Реакция моего лучшего тогда друга, с которым я говорил по телефону через день-два после падения Стены, была стильно интеллектуально-циничной. «Великая Германия возвращается», – мрачно предсказал он. Теперь я попросил у него разъяснений. Пусть и отвергая, я уважал его политические установки, и был удивлен тем, что он не выказал ни малейшего воодушевления по поводу недавних событий. Сегодня он продюсер документальных фильмов Би-би-си. Он повторил предсказание и заявил, что как только Германия воссоединится, она снова начнет командовать на мировой арене – что определённо не пойдет на пользу рядовым немцам. И ему не интересно было выйти глянуть, что творится в городе. А мне было. Подземка оказалась перегружена. Служащие метро на платформах давно потеряли последнюю каплю терпения. Фразы, которые они раньше десятки раз за смену монотонно бубнили в рупоры, теперь превращались в отчаянные вопли: «Заходите, наконец в чертов поезд, он опаздывает! Двери закрываются! СЕЙЧАС ЖЕ!» <…>
Я вернулся в Берлин еще раз перед Новым годом. Теперь из стены на обоих концах дуги, огибавшей Бранденбургские ворота, и еще в нескольких местах были выдернуты блоки, так что образовались дополнительные проходы. «Стенные дятлы» выдолбили дыры побольше, такой величины, что в них мог пролезть человек, что многие и делали время от времени – хотя нужды в этом не было, ведь теперь можно было свободно гулять и даже ездить туда-обратно через проходы. Полицейские Западного Берлина стояли у новых пропускных пунктов и наблюдали, как люди приходят и уходят, но не проверяли паспорта. В тот раз я захотел увидеть, что происходит в Восточном Берлине, и проскользнул на другую сторону. Уже сам акт проскальзывания заставил меня содрогнуться. Мира или Западной Германии без железного занавеса я не знал. События нескольких недель еще не изменили образ жизни, десятилетиями протекавшей под знаком холодной войны. Я все еще переходил из одного мира в другой. Один-единственный шаг перенес меня в зазеркалье. Улицы выглядели пустынными. Вокруг почти не было освещенных окон. Восточный Берлин, как всегда, радикально отличался видом и атмосферой: здания со времен войны не знали краски, повсюду видны были в огромном количестве пулевые пробоины (в одну я сунул палец, а когда вытащил, увидел на нем ржавчину) – руины остались еще со времен войны. Аллеи были замусорены и забиты брошенными трабантами и вартбургами – большинство машин разобраны на части, капоты и двери распахнуты или оторваны. Я прошелся по улицам, имена которых позже никогда не слышал в Пренцлауэрберге – теперь это место моего жительства, – мимо молодых людей, которые по-шакальи выскребали из автомобильных каркасов последние лакомые кусочки. Мебель была свалена на тротуарах. Все было залито странным голубоватым, болезненным светом допотопных фонарей. Все вокруг выглядело так, что возникало ощущение войны или другого катаклизма, – будто город эвакуирован.
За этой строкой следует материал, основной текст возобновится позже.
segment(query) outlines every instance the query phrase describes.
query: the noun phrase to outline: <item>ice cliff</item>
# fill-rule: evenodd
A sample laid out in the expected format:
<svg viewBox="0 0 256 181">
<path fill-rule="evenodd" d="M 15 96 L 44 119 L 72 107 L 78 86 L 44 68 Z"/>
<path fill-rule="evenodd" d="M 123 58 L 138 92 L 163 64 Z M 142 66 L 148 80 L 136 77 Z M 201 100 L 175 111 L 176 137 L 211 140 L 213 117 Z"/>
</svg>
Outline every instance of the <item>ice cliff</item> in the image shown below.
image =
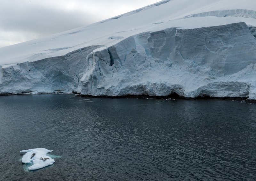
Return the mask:
<svg viewBox="0 0 256 181">
<path fill-rule="evenodd" d="M 0 48 L 0 93 L 256 99 L 256 1 L 163 1 Z"/>
</svg>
<…> Вечером Нового года я остался один. Я спросил одну мою западногерманскую подругу, не хочет ли она пойти со мной праздновать Новый год к Бранденбургским воротам. Она сказала: «Нет: я не могу разделить общую эйфорию». Что она разделяла, так это слегка окрашенное цинизмом равнодушие, общее для студентов Запада. Годы позже мой друг-иностранец и я сравнивали заметки об этом времени, и он сообщил мне, что и он тоже столкнулся с подобными настроениями в кругу знакомых из Западной Германии: апатия, пессимизм, род сопротивления малейшему проблеску радости или надежды. «Что-то не так с ними», – сказал он. «Они эмоциональные калеки». Один восточный берлинец, перебравшийся на Запад еще до воссоединения, рассказывал, как похожие переживания в ночь падения Стены привели его к разрыву отношений с невестой из Западного Берлина: «Я пришел к ней, там сидели еще четыре студента-психолога, пили чай. Я сказал: ‘Эй, там медведь с цепи сорвался, стена рухнула. Идете со мной?’ Но у них не было ни малейшего интереса, они так и продолжали сидеть с их чашками. И я разглядел их маленькие – для меня – духовно убогие мирки. И тут же отношениям пришел конец». Я знаю из хроник, что настроения в толпе были разные. Кажется, именно западные немцы реагировали равнодушно. Через 10 месяцев, в день и час воссоединения Германии, в Эрлангене <…> не было ни фейерверков, ни веселья – ничего. Но когда Германия в том же году выиграла чемпионат мира по футболу, город – как и вся страна – взорвался ликованием, и танцами на улицах, и празднествами, и фейерверками – пока воздух не замутился смогом.
Я направился к Бранденбургским воротам. Я пропустил штурм Стены в ночь ее падения и надеялся, что у меня появится шанс что-то увидеть теперь. У ворот команда с японского телевидения вела репортаж в прямом эфире. Была еще американская, а в ней женщина-корреспондент с избытком макияжа и тщательной укладкой, «полная энергии и жизненных сил». Она пыталась интервьюировать людей, которые появлялись из бреши в Стене, и как раз в эту минуту отловила невезучего молодого человека, который теперь, чуть не плача, давился словами и запинался в ответах на простейшие вопросы, в то время как его подружка стояла в стороне и, казалось, теряла остаток уважения к нему.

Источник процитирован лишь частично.